An analysis of spatial distribution characteristics and driving factors of traditional villages in the Loess Plateau.

作者信息

Bao Xiaobin, Yang Yingna, Qi Jianqing, He Yanbing

机构信息

School of Architecture and Art Design, Henan Polytechnic University, Jiaozuo, Henan, China.

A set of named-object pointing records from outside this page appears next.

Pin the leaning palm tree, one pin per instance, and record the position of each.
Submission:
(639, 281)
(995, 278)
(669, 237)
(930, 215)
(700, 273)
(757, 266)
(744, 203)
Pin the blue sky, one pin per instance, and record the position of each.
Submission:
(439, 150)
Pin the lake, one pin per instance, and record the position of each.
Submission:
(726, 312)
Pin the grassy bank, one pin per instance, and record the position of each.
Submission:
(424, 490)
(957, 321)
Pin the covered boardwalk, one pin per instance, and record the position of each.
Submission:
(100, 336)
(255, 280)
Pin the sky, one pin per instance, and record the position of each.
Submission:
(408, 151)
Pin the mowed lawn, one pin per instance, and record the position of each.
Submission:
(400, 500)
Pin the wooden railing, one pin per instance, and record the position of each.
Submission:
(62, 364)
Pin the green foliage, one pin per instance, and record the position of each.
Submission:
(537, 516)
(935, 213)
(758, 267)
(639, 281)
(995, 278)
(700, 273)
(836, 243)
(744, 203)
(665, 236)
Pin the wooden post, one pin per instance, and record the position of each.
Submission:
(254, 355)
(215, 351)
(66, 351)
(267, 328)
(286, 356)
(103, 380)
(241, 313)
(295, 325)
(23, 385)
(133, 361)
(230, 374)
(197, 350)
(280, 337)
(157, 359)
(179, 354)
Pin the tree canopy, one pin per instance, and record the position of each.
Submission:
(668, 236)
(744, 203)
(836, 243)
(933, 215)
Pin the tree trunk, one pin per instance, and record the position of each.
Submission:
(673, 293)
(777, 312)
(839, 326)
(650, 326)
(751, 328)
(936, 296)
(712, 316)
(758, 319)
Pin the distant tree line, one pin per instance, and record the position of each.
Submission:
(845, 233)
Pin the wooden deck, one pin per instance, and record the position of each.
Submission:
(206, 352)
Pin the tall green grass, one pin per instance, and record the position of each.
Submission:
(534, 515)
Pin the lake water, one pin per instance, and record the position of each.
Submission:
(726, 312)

School of Marxism, Henan Polytechnic University, Jiaozuo, Henan, China.

出版信息

PLoS One. 2025 Aug 1;20(8):e0329356. doi: 10.1371/journal.pone.0329356. eCollection 2025.

Abstract

By revealing the spatial distribution characteristics and driving mechanisms of 1,027 traditional Chinese villages in the Loess Plateau, as announced in six batches up to 2023, this article provides a theoretical basis for formulating scientific and differentiated protection and development strategies. Utilizing the ArcGIS 10.8 platform and the GeoDetector model, this study comprehensively applies methods including the nearest neighbor index, standard deviation ellipse, kernel density estimation, and spatial autocorrelation to systematically analyze the spatial pattern of traditional villages, and quantitatively reveals their key driving factors and interactions through the GeoDetector. The results show: (1) Traditional villages in the Loess Plateau present a significant clustered spatial distribution (Nearest Neighbor Index R = 0.47, Moran's I = 0.189), with an overall pattern of "dense in the east and west, sparse in the center," primarily concentrated within an elliptical area with an flattening ratio of 0.664 and a directional angle of 84.5°, and with high-density areas located in Shanxi Province, the Yellow River basin along the Shanxi-Shaanxi border, and the Hehuang Valley. (2) Spatially, five major core clusters are formed, presenting a layered structure of "core clustering, gradient transition," and exhibiting a non-stable diffusion trend towards the periphery. (3) The spatial differentiation is a result of the synergistic driving of human and natural factors, with human factors having a stronger overall explanatory power. Among them, the density of cultural heritage sites (q = 0.546) is the primary driving factor, followed by annual precipitation (q = 0.458), population size (q = 0.457), and urbanization rate (q = 0.354). The interaction between factors is significant and mostly shows non-linear enhancement, for instance, the interactive explanatory power of population size and the density of cultural heritage sites is as high as 0.852.

摘要

通过揭示截至2023年分六批公布的黄土高原1027个中国传统村落的空间分布特征及驱动机制,本文为制定科学、差异化的保护与发展策略提供了理论依据。本研究利用ArcGIS 10.8平台和地理探测器模型,综合运用最近邻指数、标准差椭圆、核密度估计和空间自相关等方法,系统分析传统村落的空间格局,并通过地理探测器定量揭示其关键驱动因素及相互作用。结果表明:(1)黄土高原传统村落呈现显著的集聚型空间分布(最近邻指数R = 0.47,莫兰指数I = 0.189),总体格局为“东西部密集,中部稀疏”,主要集中在扁率为0.664、方向角为84.5°的椭圆区域内,高密度区域位于山西省、晋陕边界黄河流域以及河湟谷地。(2)在空间上形成了五个主要核心集群,呈现出“核心集聚、梯度过渡”的分层结构,并向周边呈现出非稳定扩散趋势。(3)空间分异是人类和自然因素协同驱动的结果,其中人类因素总体解释力更强。其中,文化遗产地密度(q = 0.546)是首要驱动因素,其次是年降水量(q = 0.458)、人口规模(q = 0.457)和城镇化率(q = 0.354)。各因素间的相互作用显著,且大多呈现非线性增强,例如人口规模与文化遗产地密度的交互解释力高达0.852。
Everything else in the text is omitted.